No, I Can't Just 'Get Used to' My Fibromyalgia
It’s been almost three years to the day that my symptoms first started to get the better of me. It wasn’t until then I realized I had been living in pain quite some time, I had actually been living with my illness for a very long time. You see I thought that was normal, to me this was just what life felt like. It wasn’t until that day that the reality of what I was living with started to sink in. And even then, I don’t think I realized quite how bad it could be.
- What is Fibromyalgia?
- What Are Common Fibromyalgia Symptoms?
It took almost another year after the symptoms first started to really show themselves to get a diagnosis, but before that we’d already started to have a little inkling into what was going on inside. And it was frightening. It was unknown territory. It was unfamiliar, unheard of, something we had no information on. When they confirmed our suspicions – fibromyalgia – things changed. It sounds dramatic but life as we knew it had to change, and so it was time to make some adjustments.
Three years later, and I can see it in my family and friends faces – they don’t ask, they don’t say it, but sometimes on the bad days I can see them thinking “Aren’t you used to this yet?” “Hasn’t that stopped now?”
And the answer is no. I’m not used to it. It hasn’t stopped. It won’t stop, and every day brings me something new to contend with, some new symptom, or situation or emotion. Each of these things makes a situation feel unique or brand new, and then it’s like I’m right back to the start again. This is my life now – because fibromyalgia doesn’t stop.
I can’t “get used” to my condition when every day the symptoms change – how do you get used to something when every day a different part of your body hurts? How do you adjust to that when you’re in pain in parts of your body that you didn’t think could feel pain? Pain isn’t this agony you see on TV, it’s not just the screaming and the writhing and the moaning on the floor. It’s never feeling comfortable. It’s having to find clothes that don’t hurt when you wear them. It’s not knowing whether you will be able to hug your loved ones without wincing in pain. It’s this constant nagging, gnawing ache and there’s nothing you can do about it.
I can’t “get used” to it when I’m so exhausted from the fatigue that I can barely wrap my head around what it means to be ill. How do you come to terms with something when you’re so tired that the words don’t make sense? When it takes all the energy you have just to make it through what each day has in store for you, how do you preserve any energy to focus on adapting? Fatigue isn’t just like being tired – I won’t feel better after a good afternoon nap, a good night’s sleep won’t cure this, nor will a Starbucks jolt fix me. Fatigue is when even your little finger feels exhausted, when you can’t talk to someone because all that comes out would be word soup, and when lifting your head is pretty much all the strength you have left. Fatigue is the demon that lures you to bed yet offers you no relief in the sleep you find waiting for you.

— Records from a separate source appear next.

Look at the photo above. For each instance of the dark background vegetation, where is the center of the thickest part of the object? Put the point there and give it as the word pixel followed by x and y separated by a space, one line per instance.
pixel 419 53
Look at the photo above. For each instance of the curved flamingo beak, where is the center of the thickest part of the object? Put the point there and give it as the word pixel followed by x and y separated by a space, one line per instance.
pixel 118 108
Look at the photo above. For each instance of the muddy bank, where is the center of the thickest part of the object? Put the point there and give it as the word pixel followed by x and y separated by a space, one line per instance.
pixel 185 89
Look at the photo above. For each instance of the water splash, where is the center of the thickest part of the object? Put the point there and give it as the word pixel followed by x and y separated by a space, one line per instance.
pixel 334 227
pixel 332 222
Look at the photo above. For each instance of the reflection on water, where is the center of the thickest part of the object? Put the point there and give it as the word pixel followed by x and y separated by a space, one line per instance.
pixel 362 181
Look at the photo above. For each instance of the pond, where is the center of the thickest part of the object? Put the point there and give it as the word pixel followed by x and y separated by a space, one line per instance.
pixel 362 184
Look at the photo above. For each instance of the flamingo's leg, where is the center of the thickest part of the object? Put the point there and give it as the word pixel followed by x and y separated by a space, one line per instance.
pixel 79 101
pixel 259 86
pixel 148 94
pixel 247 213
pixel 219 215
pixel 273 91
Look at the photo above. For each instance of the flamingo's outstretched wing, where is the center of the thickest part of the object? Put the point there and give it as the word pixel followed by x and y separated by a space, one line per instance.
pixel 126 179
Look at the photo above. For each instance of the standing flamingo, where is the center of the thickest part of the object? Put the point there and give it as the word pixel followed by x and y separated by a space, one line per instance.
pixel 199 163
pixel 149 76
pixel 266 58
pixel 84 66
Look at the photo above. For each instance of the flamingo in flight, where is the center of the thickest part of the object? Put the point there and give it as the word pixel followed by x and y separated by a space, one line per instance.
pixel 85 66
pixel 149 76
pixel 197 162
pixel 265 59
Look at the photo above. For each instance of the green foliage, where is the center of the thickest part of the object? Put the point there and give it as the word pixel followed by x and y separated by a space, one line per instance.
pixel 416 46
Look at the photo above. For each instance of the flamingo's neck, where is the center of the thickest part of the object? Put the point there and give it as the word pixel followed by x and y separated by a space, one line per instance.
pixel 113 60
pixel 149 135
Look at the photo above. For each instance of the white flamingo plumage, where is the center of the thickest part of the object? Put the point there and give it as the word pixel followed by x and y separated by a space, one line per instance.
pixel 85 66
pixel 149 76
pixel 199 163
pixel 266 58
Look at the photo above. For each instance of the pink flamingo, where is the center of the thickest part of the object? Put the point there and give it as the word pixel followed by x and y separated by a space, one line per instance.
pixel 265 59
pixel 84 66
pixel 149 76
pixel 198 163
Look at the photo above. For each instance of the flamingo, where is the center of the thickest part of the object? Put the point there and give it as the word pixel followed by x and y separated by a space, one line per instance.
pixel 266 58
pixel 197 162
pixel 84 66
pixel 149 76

I can’t “get used” to being ill on the days when my body feels like it’s racing towards death, and the depression devil in my brain is up there, encouraging it to cross the finish line. How do you keep going when all you want to do is quit, and the voices in your head are urging you to give in? How do you stay positive when depression is in your head burning positivity to the ground? My depression is not just sadness, it is not moodiness, nor is it attention seeking. At the best of times it is self-doubt, disquiet, distraction, unanswerable questions and endless worries. And at the worst, it is nothing short of mental torment. Emotional highs and lows, panics and paranoias. Stresses, fears, tears and woes. It is everything that has ever gone wrong for me, it is every failure and every mistake, everything I should have done but didn’t, everything I should have done better, and every vision of the person I wish I could be. It is everything I have to lose, and everything I fear I will never gain. And it is all of these things at once.

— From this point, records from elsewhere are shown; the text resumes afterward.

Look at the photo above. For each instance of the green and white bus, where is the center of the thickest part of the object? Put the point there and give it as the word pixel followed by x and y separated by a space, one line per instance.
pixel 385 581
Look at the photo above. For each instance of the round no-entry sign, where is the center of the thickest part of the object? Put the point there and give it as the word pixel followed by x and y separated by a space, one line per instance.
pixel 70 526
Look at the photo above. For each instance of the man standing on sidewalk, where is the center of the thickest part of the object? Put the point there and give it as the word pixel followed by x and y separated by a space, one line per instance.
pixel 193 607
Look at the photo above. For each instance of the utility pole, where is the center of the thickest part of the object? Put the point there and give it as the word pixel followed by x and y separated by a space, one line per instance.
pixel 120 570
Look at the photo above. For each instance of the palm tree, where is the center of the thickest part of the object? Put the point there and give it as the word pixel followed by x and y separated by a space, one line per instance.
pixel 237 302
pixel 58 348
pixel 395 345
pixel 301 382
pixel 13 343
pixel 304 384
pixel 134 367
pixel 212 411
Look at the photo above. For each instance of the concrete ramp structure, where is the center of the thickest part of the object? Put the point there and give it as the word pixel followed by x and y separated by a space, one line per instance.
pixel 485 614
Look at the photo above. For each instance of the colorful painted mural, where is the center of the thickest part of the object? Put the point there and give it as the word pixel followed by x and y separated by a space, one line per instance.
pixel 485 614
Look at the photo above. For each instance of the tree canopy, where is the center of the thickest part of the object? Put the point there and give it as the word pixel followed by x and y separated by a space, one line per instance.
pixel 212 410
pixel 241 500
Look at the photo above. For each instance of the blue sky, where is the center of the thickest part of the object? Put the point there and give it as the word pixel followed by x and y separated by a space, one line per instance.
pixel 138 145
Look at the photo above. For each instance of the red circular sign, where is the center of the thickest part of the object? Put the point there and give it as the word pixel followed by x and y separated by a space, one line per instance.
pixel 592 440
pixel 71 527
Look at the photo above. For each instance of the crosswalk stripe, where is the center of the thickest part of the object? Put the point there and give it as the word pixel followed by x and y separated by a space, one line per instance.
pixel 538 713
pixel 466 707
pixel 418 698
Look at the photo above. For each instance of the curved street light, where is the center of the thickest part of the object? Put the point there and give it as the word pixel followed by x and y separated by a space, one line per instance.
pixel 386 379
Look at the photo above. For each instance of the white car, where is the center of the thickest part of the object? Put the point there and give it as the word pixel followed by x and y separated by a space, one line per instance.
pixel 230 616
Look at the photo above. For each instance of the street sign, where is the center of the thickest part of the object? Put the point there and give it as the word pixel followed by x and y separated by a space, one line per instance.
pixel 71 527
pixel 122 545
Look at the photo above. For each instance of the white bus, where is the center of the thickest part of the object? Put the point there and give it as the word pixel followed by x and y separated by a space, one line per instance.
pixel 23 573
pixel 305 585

I can’t “get used” to any of the numerous symptoms that affect my daily life, for the pure fact that they are numerous. They change from one day to the next, meaning that life for me is a constant walk into the unknown. How can you adequately prepare yourself for the situation when you never know which part of your body will spasm, tremor, seize, or go numb at any given time? How can you make any semblance of a plan when you don’t know whether you’ll be too weak to stand up in the morning? The list of symptoms of fibromyalgia is an ever-growing list, and at times it seems as though I’ve experienced almost every single one of them personally.
The only thing I can do is take each day as it comes, listen to my body (as well as my doctors!) and do what my body asks of me – it really does know best. I’ve learned to live the best way I can, to get the best quality of life that I can. I’ve learned to put on a brave face, and not show the extent of my symptoms, but believe me, just because I don’t show them doesn’t mean they’re not there. I may never get used to it… but I’ve certainly learned how to live with it.